今回お話を聞かせてくれたのは、カバン職人になって約30年という、根津さん(写真左)。彼に、なぜ職人を志したのかを尋ねると、「ごまかしのある仕事ではなく、実直に、ものづくりをして暮らしていきたかった」と教えてくれた。『ヘルツ』の社長であり、職人でもある近藤さん(写真右)もまた、「大量生産すれば儲かるだろうけど、それでは面白みがなくなる」と語る。
そんなカバンづくりに対する静かで温かな思いは、工房の作業工程にも現れている。『ヘルツ』のカバンづくりは、流れ作業ではなく、ひとりの職人が、ひとつのカバンをつくり上げる全工程を担当するスタイル。そのため、熟練した根津さんでさえ、一日で仕上げられるのは、1~5個。効率はよくないが、その分、制作したカバンへの思いや、個々の作業への責任感は大きなものになるとか。完成したカバンから、どこか優しさや誠実さを感じられるのは、彼らの愛と、細やかな技術が込められているからといえそうだ。
革の風合い、伸びる方向など見極めながら、裁断を行う。細かなパーツは、専用の型を使ってカットしていく。切り終えた革は、断面部分(コバ)に染料を入れながら、角をつぶし、整える。
ブランドロゴを押す。職人は、ここまでの工程で、革のコンディションを見極め、後の工程をどう進めていくかを考えるという。ときには、革に合わせてつくり方を変えることも。異なる革を使っていても、同じ品質のカバンをつくり出すための匠の技だ
まず、縫い合わせたり、折り曲げる箇所の革の裏側を薄く漉き、扱いやすくする。その後、パーツ同士をのりづけしていく。丈夫なカバンに仕上げるため、漉きを必要最小限に留めているのが、『ヘルツ』の特長。
太めの針と糸を使用し、堅牢なカバンへと縫い上げていく。縫い目のピッチをなるべく大きくすることも、カバンの強度を保つための工夫だ。ピッチは職人ごとにわずかな差があり、その10分の1ミリほどの差や、縫い返しの目数を見るだけで、職人たちは、工房内の誰がつくったものかわかるという。
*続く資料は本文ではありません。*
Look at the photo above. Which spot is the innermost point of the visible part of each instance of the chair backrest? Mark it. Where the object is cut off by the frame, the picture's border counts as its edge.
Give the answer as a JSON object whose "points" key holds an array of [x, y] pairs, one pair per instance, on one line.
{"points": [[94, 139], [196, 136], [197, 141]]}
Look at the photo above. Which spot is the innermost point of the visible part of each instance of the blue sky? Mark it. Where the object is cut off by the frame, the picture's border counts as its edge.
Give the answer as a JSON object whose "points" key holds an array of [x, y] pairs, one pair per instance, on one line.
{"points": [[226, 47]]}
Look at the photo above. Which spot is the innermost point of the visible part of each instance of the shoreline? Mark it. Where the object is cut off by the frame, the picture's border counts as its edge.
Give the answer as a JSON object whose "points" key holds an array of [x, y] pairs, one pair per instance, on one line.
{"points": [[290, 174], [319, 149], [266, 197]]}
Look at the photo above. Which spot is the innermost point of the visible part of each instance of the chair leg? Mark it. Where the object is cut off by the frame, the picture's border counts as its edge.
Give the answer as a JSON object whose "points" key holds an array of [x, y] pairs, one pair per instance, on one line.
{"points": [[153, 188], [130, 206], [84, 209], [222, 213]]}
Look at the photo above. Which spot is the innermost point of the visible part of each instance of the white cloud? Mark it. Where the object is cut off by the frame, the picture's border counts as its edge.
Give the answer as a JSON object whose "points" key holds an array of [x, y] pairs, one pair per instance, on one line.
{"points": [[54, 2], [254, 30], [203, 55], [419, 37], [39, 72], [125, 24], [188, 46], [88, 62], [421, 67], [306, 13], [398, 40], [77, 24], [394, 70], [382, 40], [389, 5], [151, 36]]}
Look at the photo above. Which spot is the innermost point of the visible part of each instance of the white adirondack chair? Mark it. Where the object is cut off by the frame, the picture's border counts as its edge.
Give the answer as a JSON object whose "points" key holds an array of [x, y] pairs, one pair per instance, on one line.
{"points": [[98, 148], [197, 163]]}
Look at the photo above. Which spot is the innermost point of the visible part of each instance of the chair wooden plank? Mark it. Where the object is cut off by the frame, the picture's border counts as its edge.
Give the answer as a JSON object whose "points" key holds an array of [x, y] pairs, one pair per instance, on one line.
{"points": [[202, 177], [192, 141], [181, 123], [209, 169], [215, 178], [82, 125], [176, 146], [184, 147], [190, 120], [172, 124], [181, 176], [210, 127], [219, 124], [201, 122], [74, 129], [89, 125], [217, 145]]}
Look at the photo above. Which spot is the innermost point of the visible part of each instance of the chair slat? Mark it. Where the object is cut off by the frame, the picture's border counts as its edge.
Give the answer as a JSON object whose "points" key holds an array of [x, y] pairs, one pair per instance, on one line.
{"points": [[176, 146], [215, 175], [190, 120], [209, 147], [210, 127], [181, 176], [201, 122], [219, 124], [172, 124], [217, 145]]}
仕上げの作業では、カバンの内側から不要な仮どめをはがし、画像のようにコバを磨いて染料をしみ込ませる。ここで、革の上を覆う顔料ではなく、革にしみ込む染料を用いることがポイント。顔料を使うと、その部分がボロボロと崩れやすくなり、カバンの耐久性が落ちてしまうとか。すべての工程に、「長く愛し続けられるカバン」のための技巧が凝らされている。